Chapter 6. Learning to Drive

We need to control the development of software by making many small adjustments, not by making a few large adjustments, kind of like driving a car. This means that we will need the feedback to know when we are a little off, we will need many opportunities to make corrections, and we will have to be able to make those corrections at a reasonable cost.

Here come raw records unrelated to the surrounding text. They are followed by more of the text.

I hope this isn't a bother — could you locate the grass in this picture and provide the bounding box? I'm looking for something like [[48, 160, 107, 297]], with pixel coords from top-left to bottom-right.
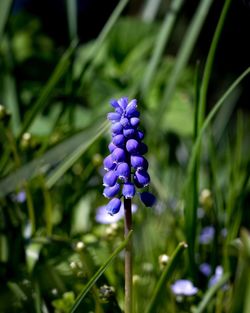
[[0, 0, 250, 313]]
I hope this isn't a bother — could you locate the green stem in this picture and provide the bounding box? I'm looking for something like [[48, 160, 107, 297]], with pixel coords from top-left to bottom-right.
[[124, 198, 133, 313]]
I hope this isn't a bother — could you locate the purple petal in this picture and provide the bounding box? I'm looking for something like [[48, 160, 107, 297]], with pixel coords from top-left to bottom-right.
[[112, 135, 125, 147], [139, 142, 148, 155], [108, 142, 117, 153], [106, 198, 122, 215], [130, 155, 148, 170], [95, 203, 137, 224], [103, 183, 120, 198], [140, 191, 156, 207], [126, 139, 140, 154], [117, 97, 128, 110], [130, 117, 140, 127], [116, 162, 130, 181], [137, 130, 144, 141], [111, 148, 126, 163], [120, 117, 131, 128], [103, 155, 116, 171], [134, 170, 150, 188], [103, 171, 117, 187], [122, 182, 135, 199], [111, 122, 123, 135], [123, 128, 136, 138]]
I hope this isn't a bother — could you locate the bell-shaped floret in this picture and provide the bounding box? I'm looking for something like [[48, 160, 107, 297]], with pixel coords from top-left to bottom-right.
[[106, 198, 122, 215], [107, 112, 121, 123], [130, 155, 148, 170], [108, 142, 117, 153], [120, 117, 130, 128], [111, 148, 126, 163], [103, 171, 117, 187], [112, 134, 125, 147], [136, 130, 144, 141], [116, 162, 130, 181], [126, 139, 140, 154], [134, 169, 150, 188], [138, 142, 148, 155], [129, 117, 140, 128], [123, 128, 136, 138], [103, 183, 120, 198], [125, 99, 138, 117], [140, 191, 156, 207], [117, 97, 128, 110], [110, 99, 119, 109], [122, 182, 135, 199], [111, 122, 123, 135], [103, 155, 116, 171]]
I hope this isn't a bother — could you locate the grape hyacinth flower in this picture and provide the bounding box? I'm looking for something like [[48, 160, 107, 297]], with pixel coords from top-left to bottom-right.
[[103, 97, 156, 215], [103, 97, 156, 313], [171, 279, 198, 296]]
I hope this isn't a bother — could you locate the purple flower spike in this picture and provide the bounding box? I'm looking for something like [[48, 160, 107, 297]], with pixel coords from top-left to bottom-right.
[[106, 198, 122, 215], [116, 162, 130, 182], [103, 171, 117, 187], [171, 279, 198, 296], [126, 139, 140, 154], [140, 191, 156, 207], [103, 97, 156, 215], [122, 183, 135, 199], [103, 183, 120, 199]]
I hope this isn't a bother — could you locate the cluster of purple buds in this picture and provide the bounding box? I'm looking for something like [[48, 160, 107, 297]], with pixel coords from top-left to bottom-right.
[[103, 97, 156, 215]]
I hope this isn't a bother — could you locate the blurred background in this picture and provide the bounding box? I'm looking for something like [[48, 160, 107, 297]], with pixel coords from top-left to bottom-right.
[[0, 0, 250, 313]]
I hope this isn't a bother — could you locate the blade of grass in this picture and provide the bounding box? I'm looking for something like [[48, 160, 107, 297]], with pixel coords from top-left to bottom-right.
[[198, 0, 231, 129], [70, 230, 133, 313], [46, 122, 109, 188], [146, 242, 188, 313], [141, 0, 184, 95], [185, 68, 250, 270], [156, 0, 213, 125], [20, 41, 77, 135], [0, 118, 106, 197], [66, 0, 78, 41], [193, 273, 230, 313], [78, 0, 129, 92], [0, 0, 12, 41]]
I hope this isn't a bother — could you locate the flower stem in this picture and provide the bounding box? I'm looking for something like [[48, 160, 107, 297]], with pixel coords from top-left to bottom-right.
[[124, 198, 133, 313]]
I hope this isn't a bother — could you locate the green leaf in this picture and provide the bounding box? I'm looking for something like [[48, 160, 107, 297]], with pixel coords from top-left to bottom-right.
[[193, 273, 230, 313], [0, 121, 107, 197], [146, 242, 188, 313], [70, 230, 133, 313], [0, 0, 12, 41]]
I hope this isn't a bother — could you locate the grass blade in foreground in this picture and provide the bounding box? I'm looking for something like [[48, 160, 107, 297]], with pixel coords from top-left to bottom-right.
[[70, 230, 133, 313], [0, 118, 106, 197], [146, 242, 188, 313], [46, 122, 108, 188], [156, 0, 213, 124], [193, 273, 230, 313]]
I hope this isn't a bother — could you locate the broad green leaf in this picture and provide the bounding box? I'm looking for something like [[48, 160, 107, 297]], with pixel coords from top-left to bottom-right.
[[0, 118, 107, 197], [146, 242, 188, 313], [70, 230, 133, 313]]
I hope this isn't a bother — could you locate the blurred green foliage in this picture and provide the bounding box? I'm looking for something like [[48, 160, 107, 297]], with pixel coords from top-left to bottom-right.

Now we have the general shape of the problem - the tremendous cost of risk, and the opportunity to manage that risk through options - and the resource needed to shape the solution: the freedom to make changes later in the cycle without significantly increased cost. Now we need to begin to bring the solution into focus. The first thing we need is a metaphor, a shared story that we can turn to in times of stress or decision to help keep us doing the right thing. I can remember clearly the day I first began learning to drive. My mother and I were driving up Interstate 5 near Chico, California, a straight, flat stretch of road where the highway stretches right to the horizon. My mom had me reach over from the passenger seat and hold the steering wheel. She let me get the feel of how motion of the wheel affected the direction of the car. Then she told me, "Here's how you drive. Line the car up in the middle of the lane, straight toward the horizon." I very carefully squinted straight down the road. I got the car smack dab in the middle of the lane, pointed right down the middle of the road. I was doing great. My mind wandered a little... I jerked back to attention as the car hit the gravel. My mom (her courage now amazes me) gently got the car back straight on the road. Then she actually taught me about driving. "Driving is not about getting the car going in the right direction. Driving is about constantly paying attention, making a little correction this way, a little correction that way." This is the paradigm for XP. There is no such thing as straight and level. Even if things seem to be going perfectly, you don't take your eyes off the road. Change is the only constant. Always be prepared to move a little this way, a little that way. Sometimes maybe you have to move in a completely different direction. That's life as a programmer.